Покосившись на улыбнувшегося после такого определения Шейна, я выдохнула. Преследовавшее напряжение начало спадать. «Значит, оружие зря тащила», — подумала я с нервным внутренним смешком. Шейн осторожно перехватил ладонь Гидеона, чуть сжав её в своих двух, приложился к ней лбом, после чего тронул пальцы губами. Сын смущённо вытаращился на такой жест. В исполнении моём или Пифии его это не напрягало. А тут едва знакомый демон, пусть и не враждебно настроенный.
Шейн со вздохом что-то проговорил с гулкими рокочущими интонациями демонического диалекта, поднимаясь на ноги и проводя пальцами по коротким волосам ребёнка, неожиданно довольного такой лаской. Он снова потянулся к крыльям Шейна и восторженно завопил, когда демон отошёл в сторону, раскрыв их для полноты впечатлений. Я удивлённо отмечала, что они были не меньше, чем у Белиала. Сбоку немного раздражённо вздохнул Геральд.
Он поднялся из-за стола.
— Я могу воспользоваться террасой? Нужно… подышать.

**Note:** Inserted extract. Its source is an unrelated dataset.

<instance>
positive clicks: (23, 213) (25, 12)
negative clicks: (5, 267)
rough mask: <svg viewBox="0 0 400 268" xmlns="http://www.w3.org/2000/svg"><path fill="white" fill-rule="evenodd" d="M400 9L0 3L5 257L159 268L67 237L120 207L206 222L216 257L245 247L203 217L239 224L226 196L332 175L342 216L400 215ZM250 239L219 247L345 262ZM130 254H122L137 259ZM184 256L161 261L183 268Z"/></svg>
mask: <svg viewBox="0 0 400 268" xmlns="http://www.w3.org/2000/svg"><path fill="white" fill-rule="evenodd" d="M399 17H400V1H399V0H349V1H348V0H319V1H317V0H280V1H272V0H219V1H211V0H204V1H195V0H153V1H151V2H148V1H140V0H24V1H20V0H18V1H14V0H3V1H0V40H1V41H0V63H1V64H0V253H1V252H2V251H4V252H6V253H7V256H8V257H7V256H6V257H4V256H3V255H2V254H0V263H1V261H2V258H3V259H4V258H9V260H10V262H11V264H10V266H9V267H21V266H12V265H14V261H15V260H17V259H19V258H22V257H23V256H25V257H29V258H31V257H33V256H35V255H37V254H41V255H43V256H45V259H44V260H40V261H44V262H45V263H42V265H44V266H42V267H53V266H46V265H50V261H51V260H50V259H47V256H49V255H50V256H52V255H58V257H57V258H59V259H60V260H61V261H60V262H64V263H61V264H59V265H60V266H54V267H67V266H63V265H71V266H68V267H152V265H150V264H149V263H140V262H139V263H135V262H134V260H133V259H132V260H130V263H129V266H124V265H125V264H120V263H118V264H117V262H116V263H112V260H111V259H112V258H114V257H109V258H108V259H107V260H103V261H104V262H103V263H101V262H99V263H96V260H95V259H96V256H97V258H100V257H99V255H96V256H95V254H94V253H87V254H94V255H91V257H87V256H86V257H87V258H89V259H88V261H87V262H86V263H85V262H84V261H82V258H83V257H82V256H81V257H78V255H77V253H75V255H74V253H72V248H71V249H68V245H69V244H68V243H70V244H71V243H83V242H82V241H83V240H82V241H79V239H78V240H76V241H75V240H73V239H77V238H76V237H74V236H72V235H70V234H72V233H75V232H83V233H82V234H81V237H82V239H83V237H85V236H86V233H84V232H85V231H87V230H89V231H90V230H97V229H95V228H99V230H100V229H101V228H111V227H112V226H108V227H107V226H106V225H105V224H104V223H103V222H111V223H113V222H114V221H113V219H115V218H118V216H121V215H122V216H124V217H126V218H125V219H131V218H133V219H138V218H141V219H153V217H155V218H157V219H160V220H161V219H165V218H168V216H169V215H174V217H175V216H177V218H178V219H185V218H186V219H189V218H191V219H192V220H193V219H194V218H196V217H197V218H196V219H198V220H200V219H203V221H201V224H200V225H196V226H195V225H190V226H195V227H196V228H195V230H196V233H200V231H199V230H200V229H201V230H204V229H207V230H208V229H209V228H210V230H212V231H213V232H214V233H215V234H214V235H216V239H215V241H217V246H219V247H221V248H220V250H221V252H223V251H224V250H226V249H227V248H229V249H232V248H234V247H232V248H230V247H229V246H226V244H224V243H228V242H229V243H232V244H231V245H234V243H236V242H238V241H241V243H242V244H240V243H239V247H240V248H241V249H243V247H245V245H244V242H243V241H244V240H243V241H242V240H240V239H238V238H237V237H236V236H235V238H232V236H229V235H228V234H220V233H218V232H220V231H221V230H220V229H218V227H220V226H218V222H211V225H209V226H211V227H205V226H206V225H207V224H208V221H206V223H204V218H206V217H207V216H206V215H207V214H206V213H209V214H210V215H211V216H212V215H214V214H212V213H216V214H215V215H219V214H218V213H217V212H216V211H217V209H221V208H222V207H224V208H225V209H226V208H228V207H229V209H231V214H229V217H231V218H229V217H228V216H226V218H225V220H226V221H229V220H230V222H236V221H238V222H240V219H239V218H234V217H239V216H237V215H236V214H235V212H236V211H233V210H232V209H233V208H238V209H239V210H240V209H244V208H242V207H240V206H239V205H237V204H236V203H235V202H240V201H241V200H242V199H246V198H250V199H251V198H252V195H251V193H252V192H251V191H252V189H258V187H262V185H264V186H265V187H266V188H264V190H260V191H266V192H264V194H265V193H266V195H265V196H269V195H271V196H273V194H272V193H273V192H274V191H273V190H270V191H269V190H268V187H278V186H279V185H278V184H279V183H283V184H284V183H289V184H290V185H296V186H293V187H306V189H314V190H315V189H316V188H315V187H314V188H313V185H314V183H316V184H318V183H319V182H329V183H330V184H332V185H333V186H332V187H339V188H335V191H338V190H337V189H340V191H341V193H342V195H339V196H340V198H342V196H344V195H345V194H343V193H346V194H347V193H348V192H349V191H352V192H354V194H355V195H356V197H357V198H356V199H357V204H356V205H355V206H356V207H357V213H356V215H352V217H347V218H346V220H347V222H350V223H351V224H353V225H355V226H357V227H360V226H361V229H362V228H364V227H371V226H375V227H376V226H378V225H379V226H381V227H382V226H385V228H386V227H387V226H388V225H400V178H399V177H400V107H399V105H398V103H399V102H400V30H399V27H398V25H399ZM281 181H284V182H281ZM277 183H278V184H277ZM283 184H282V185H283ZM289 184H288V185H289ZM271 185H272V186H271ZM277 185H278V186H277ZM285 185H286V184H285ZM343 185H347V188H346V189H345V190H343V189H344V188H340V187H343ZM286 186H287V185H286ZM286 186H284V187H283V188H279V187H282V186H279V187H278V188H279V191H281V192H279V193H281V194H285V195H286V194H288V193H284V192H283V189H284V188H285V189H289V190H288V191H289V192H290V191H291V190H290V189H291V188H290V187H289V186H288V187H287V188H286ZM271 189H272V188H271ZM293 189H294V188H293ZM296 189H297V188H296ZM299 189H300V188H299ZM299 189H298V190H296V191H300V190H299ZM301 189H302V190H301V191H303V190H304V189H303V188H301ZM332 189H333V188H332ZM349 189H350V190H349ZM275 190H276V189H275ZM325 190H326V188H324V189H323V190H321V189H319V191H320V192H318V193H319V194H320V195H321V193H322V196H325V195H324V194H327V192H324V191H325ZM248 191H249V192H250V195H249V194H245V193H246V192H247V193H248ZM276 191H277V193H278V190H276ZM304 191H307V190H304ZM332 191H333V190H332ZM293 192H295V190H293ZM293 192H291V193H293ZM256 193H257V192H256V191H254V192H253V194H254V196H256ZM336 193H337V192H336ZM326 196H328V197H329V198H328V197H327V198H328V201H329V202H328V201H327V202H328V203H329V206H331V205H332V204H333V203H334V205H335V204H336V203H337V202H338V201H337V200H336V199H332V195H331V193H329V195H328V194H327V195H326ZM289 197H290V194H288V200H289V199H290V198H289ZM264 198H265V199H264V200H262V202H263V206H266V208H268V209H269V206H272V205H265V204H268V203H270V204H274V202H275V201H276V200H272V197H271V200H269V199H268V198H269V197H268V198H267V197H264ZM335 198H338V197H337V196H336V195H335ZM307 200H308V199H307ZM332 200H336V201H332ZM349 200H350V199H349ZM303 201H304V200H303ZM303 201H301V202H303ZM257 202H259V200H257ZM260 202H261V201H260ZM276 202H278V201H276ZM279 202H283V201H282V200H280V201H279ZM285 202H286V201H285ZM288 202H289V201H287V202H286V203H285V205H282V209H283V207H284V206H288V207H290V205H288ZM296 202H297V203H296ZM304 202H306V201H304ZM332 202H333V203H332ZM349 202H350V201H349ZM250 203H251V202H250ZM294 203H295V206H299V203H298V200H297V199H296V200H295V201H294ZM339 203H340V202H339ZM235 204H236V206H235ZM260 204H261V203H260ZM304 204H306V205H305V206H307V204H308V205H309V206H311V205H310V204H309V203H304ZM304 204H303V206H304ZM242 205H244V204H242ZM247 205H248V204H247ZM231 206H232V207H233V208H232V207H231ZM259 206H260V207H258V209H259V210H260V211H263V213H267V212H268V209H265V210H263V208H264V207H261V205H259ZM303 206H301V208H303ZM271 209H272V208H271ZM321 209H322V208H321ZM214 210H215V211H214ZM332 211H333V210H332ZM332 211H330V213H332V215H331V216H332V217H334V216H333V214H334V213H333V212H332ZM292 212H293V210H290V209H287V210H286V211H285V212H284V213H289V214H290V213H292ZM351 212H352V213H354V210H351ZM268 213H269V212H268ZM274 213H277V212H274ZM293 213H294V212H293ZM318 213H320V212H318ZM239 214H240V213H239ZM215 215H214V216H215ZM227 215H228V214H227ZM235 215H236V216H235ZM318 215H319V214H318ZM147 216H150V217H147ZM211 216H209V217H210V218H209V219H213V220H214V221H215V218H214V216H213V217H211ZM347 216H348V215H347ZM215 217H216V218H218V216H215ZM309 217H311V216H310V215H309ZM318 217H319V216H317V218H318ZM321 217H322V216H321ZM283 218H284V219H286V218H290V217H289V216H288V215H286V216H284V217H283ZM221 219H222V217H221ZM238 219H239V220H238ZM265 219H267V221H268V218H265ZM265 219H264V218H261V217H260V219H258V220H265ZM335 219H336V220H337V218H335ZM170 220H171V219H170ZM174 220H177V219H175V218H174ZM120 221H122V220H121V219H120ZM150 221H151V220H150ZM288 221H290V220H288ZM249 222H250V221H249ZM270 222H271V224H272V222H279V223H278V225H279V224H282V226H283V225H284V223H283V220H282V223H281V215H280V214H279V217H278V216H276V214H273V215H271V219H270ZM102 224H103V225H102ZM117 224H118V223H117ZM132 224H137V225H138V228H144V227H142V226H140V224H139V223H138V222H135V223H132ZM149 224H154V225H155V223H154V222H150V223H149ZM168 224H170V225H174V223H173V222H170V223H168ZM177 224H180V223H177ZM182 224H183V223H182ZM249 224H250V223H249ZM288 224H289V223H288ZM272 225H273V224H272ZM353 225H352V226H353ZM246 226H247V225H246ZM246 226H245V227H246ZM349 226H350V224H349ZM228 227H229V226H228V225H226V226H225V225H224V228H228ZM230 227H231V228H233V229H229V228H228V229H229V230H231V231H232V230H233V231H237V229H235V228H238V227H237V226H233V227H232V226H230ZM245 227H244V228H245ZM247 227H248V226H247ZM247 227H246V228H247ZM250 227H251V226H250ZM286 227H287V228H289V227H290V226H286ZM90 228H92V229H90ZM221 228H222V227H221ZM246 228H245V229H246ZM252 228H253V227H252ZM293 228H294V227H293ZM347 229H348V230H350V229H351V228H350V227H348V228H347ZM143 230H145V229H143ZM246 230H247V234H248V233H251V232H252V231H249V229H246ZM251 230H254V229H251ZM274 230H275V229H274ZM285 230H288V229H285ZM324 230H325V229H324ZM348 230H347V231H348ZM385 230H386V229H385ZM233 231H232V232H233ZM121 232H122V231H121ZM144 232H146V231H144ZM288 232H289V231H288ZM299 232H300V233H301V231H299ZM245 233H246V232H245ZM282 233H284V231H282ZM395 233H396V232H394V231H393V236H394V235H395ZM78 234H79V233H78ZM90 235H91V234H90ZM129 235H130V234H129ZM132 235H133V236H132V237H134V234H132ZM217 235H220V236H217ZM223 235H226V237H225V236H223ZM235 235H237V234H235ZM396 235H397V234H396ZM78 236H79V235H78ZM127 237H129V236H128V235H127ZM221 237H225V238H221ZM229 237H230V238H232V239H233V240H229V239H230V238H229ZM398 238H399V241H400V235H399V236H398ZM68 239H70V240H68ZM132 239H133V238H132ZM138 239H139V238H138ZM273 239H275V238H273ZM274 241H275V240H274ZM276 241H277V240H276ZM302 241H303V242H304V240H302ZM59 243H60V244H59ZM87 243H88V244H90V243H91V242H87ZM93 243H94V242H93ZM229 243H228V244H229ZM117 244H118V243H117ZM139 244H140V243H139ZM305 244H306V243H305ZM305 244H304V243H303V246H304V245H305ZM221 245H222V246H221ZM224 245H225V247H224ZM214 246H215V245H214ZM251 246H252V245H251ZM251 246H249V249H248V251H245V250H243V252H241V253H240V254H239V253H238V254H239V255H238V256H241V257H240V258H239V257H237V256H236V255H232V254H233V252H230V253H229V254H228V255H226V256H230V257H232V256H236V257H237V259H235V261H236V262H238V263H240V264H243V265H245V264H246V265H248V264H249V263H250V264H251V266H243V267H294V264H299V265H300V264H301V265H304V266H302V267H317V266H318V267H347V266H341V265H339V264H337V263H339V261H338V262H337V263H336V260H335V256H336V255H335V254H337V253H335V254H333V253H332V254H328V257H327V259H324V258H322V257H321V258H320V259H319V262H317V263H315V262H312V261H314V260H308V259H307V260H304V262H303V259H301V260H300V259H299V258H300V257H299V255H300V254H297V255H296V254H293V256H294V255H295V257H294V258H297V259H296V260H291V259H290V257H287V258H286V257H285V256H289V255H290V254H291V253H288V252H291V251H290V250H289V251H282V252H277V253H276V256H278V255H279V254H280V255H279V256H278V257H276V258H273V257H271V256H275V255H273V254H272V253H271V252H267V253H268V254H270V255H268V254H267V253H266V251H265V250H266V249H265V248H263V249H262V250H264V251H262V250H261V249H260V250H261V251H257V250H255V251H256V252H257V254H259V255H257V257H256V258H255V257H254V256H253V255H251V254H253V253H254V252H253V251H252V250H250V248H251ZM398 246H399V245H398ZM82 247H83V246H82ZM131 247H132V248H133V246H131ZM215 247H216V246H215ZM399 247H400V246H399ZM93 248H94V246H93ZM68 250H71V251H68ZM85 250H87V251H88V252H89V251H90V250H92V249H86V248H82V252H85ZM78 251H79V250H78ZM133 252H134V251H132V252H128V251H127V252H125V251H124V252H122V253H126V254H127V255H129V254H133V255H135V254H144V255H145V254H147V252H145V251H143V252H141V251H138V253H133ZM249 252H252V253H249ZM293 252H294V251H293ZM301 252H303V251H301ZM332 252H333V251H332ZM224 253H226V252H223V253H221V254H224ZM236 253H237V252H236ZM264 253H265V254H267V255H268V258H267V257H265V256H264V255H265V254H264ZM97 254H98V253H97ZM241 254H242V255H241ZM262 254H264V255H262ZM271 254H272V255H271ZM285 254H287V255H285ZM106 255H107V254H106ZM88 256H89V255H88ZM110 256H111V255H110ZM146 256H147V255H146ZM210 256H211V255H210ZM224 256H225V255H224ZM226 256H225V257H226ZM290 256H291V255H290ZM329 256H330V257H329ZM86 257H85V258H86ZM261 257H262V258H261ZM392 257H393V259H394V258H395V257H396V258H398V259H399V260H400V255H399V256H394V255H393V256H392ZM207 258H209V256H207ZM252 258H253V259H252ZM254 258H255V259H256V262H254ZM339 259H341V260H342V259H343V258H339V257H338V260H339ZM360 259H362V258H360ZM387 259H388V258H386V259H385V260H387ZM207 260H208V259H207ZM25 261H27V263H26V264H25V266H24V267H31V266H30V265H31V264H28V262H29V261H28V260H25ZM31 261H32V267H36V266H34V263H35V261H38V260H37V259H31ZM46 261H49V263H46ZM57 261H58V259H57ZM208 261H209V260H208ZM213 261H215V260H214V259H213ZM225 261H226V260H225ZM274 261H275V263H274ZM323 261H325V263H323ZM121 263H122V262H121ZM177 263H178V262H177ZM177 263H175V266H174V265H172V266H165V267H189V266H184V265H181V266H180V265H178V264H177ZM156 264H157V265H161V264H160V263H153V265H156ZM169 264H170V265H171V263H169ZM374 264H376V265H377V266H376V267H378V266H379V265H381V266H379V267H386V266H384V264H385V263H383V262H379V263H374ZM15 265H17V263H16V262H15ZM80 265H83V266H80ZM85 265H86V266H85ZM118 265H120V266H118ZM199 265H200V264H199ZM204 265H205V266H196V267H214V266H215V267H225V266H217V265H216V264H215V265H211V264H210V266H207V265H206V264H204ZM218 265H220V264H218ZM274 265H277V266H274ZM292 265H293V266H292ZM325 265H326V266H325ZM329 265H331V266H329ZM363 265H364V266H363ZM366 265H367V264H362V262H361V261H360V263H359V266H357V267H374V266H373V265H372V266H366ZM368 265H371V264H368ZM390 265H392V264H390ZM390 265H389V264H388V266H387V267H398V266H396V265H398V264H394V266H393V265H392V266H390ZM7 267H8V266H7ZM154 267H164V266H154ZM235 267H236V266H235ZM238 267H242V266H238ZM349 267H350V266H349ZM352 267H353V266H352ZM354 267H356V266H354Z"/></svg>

— Разумеется, — ответил Шейн. — В холле выход.
Я проследила взглядом, как Геральд нервной походкой удалился туда, откуда мы пришли. Внутри всё было предельно напряжено. Несколько часов в доме Шейна пестрели таким количеством откровений, что мне было сложно. Геральду было многократно сложнее. Он привык ненавидеть тех, кто убил мать безоговорочно. Сегодня же по настоянию Пиф, доверяя оракулу, убедился в том, что не все заслуживают ненависти одинаково. Его внутренний мир, созданный для выживания, ломался уже не один десяток раз. Перегоревшая ненависть ко мне, принятое понимание, что моей вины практически не было. Понимание, что Белиал мёртв и вреда больше причинить не может никому. Осознание, что Шейн спас когда-то его жизнь. Что Марк приложил руку к его спасению, сам того не понимая.
Вспышка собственной силы различила эмоциональный фон — растерянность и боль. Камень на душе стал на пару тонн тяжелее. Я покосилась на Пифию. Она спокойно кивнула, поднимаясь из-за стола и садясь рядом с Гидеоном, чтобы он не запаниковал в моё отсутствие. Сама же я поднялась, направляясь вслед за демоном. Понимала, что с равным успехом он сейчас может послать меня к чёрту и попросить оставить в покое, пока он сам не успокоится, как и позволит разделить гнетущие эмоции. И всё же шла. Шла хотя бы потому, что помнила прошедший неполный год, который мы провели бок о бок. Каждый раз, когда было больно, плохо, страшно — он был неизменно рядом. Я не имела права оставить его сейчас.
В холле было прохладно. Не до конца задвинутая дверь, ведущая на террасу, чуть подрагивала от порывов декабрьского ветра. Просто огромная высота и порывы, которые неизбежно сильнее, чем в низу улицы. Геральд стоял, держась за ограждение по другую сторону бассейна, опустив голову. Я чуть поёжилась, выходя к нему и прикрывая дверь до конца. Изначальную нерешительность отбросила без сомнений, сделав несколько шагов ближе.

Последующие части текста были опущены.